The Solution: Just like being mobile friendly, your site needs to be fast. Lightning fast. This means you need to optimize photos and the way they load, keep coding as simple as possible, and focus on loading times. This is the key metric to look at in your web design.
Ignoring SSL
A Complex Checkout Process
The Problem: Is it hard to buy something on your site? Do you take all of the common payment methods? How hard is it to add something to your cart and to find it once you have? These things should all be simple. Long forms to fill out and complex steps can really cost you.

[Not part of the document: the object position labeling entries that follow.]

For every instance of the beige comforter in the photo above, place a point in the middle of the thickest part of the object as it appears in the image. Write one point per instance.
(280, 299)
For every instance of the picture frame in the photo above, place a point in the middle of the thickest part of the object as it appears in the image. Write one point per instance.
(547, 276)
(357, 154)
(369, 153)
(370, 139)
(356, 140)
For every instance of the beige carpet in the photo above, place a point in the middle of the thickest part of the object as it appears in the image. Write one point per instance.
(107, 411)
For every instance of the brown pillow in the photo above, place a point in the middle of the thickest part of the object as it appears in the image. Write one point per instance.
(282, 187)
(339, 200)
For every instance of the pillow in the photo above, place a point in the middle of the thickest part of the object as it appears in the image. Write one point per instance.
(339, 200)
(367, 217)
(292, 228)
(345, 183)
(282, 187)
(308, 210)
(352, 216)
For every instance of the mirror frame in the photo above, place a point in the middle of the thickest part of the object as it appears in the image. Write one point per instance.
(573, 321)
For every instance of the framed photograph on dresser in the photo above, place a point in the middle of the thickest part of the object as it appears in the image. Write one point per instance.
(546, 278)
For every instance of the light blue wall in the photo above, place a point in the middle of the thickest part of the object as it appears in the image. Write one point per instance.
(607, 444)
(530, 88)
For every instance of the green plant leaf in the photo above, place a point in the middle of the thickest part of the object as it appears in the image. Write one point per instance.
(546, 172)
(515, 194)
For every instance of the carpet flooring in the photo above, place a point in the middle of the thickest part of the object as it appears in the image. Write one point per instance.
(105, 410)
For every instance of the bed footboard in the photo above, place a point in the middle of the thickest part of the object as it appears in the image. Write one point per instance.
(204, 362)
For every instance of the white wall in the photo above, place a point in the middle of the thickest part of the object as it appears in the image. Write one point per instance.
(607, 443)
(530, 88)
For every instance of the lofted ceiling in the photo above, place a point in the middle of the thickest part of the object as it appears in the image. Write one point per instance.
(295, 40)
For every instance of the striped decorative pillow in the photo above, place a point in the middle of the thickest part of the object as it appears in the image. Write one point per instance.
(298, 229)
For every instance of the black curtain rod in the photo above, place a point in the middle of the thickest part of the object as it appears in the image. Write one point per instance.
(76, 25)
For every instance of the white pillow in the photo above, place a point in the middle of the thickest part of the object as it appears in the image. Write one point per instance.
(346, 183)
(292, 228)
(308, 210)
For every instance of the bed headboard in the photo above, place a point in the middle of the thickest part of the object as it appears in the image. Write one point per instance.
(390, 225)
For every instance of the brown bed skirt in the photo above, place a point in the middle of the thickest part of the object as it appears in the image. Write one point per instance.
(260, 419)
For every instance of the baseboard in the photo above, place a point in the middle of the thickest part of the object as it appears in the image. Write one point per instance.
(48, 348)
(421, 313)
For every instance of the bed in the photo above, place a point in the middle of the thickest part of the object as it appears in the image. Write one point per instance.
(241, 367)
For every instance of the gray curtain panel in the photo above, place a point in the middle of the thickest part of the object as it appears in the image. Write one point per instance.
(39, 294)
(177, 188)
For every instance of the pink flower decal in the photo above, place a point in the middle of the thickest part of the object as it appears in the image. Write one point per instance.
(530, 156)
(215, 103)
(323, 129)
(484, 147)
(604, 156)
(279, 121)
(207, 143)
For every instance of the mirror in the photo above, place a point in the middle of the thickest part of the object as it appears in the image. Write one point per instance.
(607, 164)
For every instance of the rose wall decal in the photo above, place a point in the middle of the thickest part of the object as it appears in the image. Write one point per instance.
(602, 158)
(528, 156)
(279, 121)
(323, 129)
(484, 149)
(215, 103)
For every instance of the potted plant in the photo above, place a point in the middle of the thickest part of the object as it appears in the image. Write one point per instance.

The Solution: Allow users to log in with their social media profiles, saving them time filling out forms. Make the process involve as few steps as possible. Make selecting shipping options clear and simple. The shorter the process, the less likely your site will be to suffer from abandoned cart syndrome.
You might easily be killing your own web traffic if you are making these common ecommerce mistakes. If you are experiencing a dip in sales, high bounce rates, or a large number of abandoned carts, look twice at your site, and see if you spot any of these errors. Correct them, and your traffic numbers will recover.